The author’s therapist recommended an exercise that’s a lot like the containment method but adds an additional layer—you visualize a container where you can put those hard emotions until you can come back to them later.
But the author noticed the same problem I did. Sometimes she forgot what she’d tucked away in her imaginary container, which meant she never had a chance to circle back and work on them.
So she decided to pick a real container and jot down a note about what she was feeling in the moment. That way she could get it out of her head and record it in the moment.
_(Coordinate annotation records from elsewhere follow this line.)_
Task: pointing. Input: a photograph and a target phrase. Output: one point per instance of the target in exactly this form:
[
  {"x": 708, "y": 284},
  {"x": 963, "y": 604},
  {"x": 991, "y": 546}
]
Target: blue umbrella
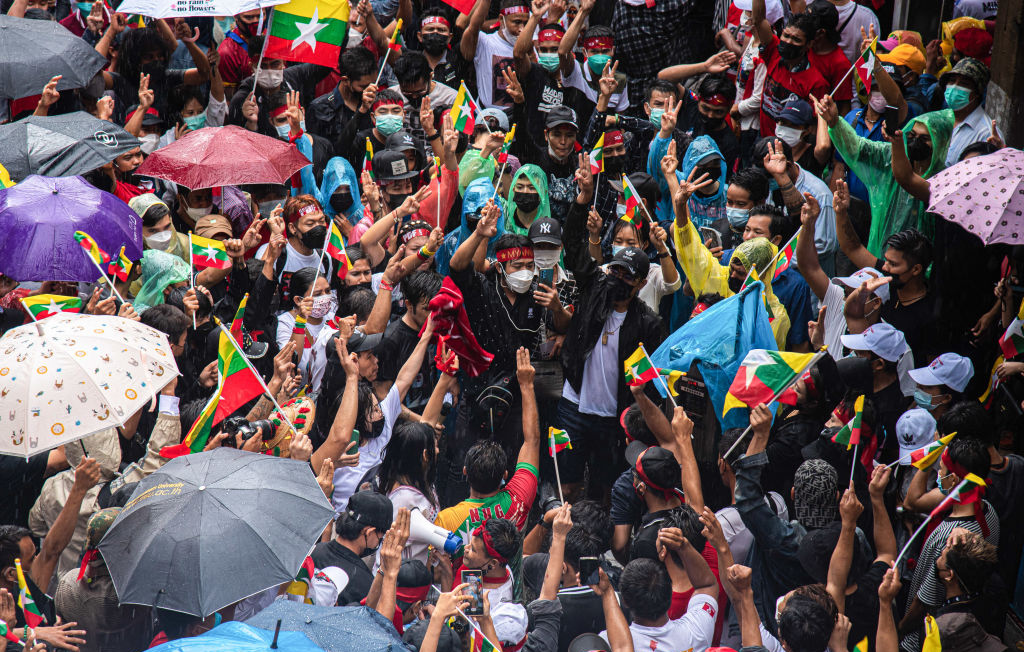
[
  {"x": 238, "y": 637},
  {"x": 334, "y": 628},
  {"x": 38, "y": 220}
]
And when it was time to come back to it later, she had a clear reminder of what she’d been feeling and what she needed to work through.
How you keep those notes and what your container looks like are completely up to you! You could write them down on a scrap of paper and put them in a jar, like the author.
You could use the notes function on your phone.
You could use a digital journal to write yourself some quick notes (I personally love Notion).
You could record a voice memo to capture your feelings in a very real and vulnerable way.
And then, yes, set yourself an alarm to remind you to come back to these notes later. If writing helps you process, you might use the time to keep writing in your journal. Or you can just take a moment to sit with those feelings in a safe space at a time that you’ve carved out for that purpose.
Honestly, this is a big part of the reason why I do not stand for toxic positivity. Because there are enough tools out here that can help us move through our emotions, rather than avoiding them. Let’s use tools like the containment method or container exercise or journaling or the bubble maker or ones you’ve learned from your therapist.
Whatever way you choose to work through it, just know that it’s absolutely okay to feel those emotions.
You can still be a high-performing person and use tools like this when your emotions are about to get the best of you in a moment when you just can’t lose your stuff.
It doesn’t make you less of a go-getter. It doesn’t make you less of an awesome parent. It doesn’t make you less of a leader.
It makes you a real person with real emotions.
And now you have a real tool that will allow you to stay in flow so you can show up as your best self and so you can also honor your emotions and keep your heart and mind open to do amazing things.